Bu genel soru beni hergün strese sokuyordu. Ya sevmediği bir yemekse? Ya cevabımdan sonra yüzünü buruşturursa? Sanırım bir liste hazırlayıp buzdolabının üzerine magnetlemeliydim.

"Nohut ve pilav"

"Beceriklisin baya."

"Rabbim yardım ediyor işte. Tek yaşamanın verdiği bir şeydi sanırım.."

"Artık tek değilsin, bir ailen var!"

"Elhamdülillah."

Ben yemeği karıştırmaya devam ederken Emir salona gitti. Tencerenin kapağını kapatıp masayı hazırlamaya başladım. Yoğurt olmadığını fark edince Emir'e seslendim duymayınca salona gittim ancak orada değildi. Yatak odasından sesinin geldiğini duyduğumda oraya ilerledim. Her ne kadar dinlemek istemesemde merakım ağır bastı ve telefon konuşmasını duyacak kadar yakında durdum.

"Tamam akşam geleceğim. Tamam dedim ya Hande! Tamam kısa kes Alya fark edecek şimdi. "

Allahım...

"Hande? Ne oldu? Ne oldu söylesene! "
Emir'in adımlarını duyunca banyoya girdim. Gözlerimden akan yaşlar kalbimin içindeki acıyı birazcık dışarı vuruyordu ancak içimde kopan fırtınalar çok şiddetliydi. Boğazımdaki hıçkırık dışarı çıkmak için zorlarken ben elimi ağzıma tutmuş onu içimde tutmaya çalışıyordum. Dış kapının kapanma sesini duyunca elimi ağzımdan çektim ve hıçkırıklarımı serbest bıraktım.

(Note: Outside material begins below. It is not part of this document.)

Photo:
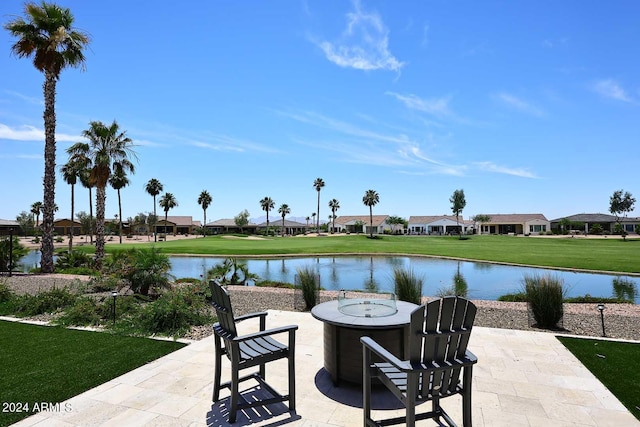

Ben ne yapmıştım böyle? Ne zamandan beri birine bu kadar güvenmiştim? Neden güvenmiştim? Bilmiyor muydum herkesin gittiğini ve geride bıraktığını? Acı bıraktığını? Ümit etmemiş miydim? Aile kurmak istememiş miydim? Hayallerim yok muydu? Emir onları nasıl bu kadar çabuk dağıtabildi? Ne büyük bir hataya düşmüştüm ben? Ben beni aldatacağını bildiğim adama deli gibi güvenmiştim. Oysa bilmiyor muydum onun nasıl biri olduğunu? Nasıl bir geçmişi olduğunu bilmiyor muydum? Değişeceğini düşünmüştüm değil mi? Onun benimle değişeceğini düşünmüştüm. Şuan hala bir yanım neden yanlış anlamış olabileceğimi düşünüyordu? Neden herşey ortadayken iyi düşünmemi istiyordu bir yanım?

Çökmüştüm. Çok uzun zamandır hissetmediğim kadar kırgın hissediyordum. Hiç olmadığı kadar paramparça hissediyordum. Her yeri yakıp yıkmak, içimdeki hisleri haykırmak istiyordum. Emir'in suratını dağıtmak, bağırmak ve sadece 'neden' diye sormak istiyordum.

Ama bir yanım hâlâ hızlıca evden çıkıp ona yetişmemi ve bu hataya düşmeden onu tutup geri getirmeyi istiyordu.

Yo, hayır. Suçlu ben değildim. Hiçbir zaman da olmamıştım suçlu. Ailemi terk eden ben değildim, onlardı. Pakize anneye kötülük yapan ben değildim, oydu. Emir'i aldatan ben değildim, Emir'di. Hayır, hayır benim suçum değildi hiçbir şey. Ben hata yapmamıştım.

Hayır suçlu bendim. Saf olmak benim suçumdu. İyimser olmak benim suçumdu. Güvenmek benim suçumdu. Tekrar denemek benim suçumdu. Ben yapmıştım herşeyi.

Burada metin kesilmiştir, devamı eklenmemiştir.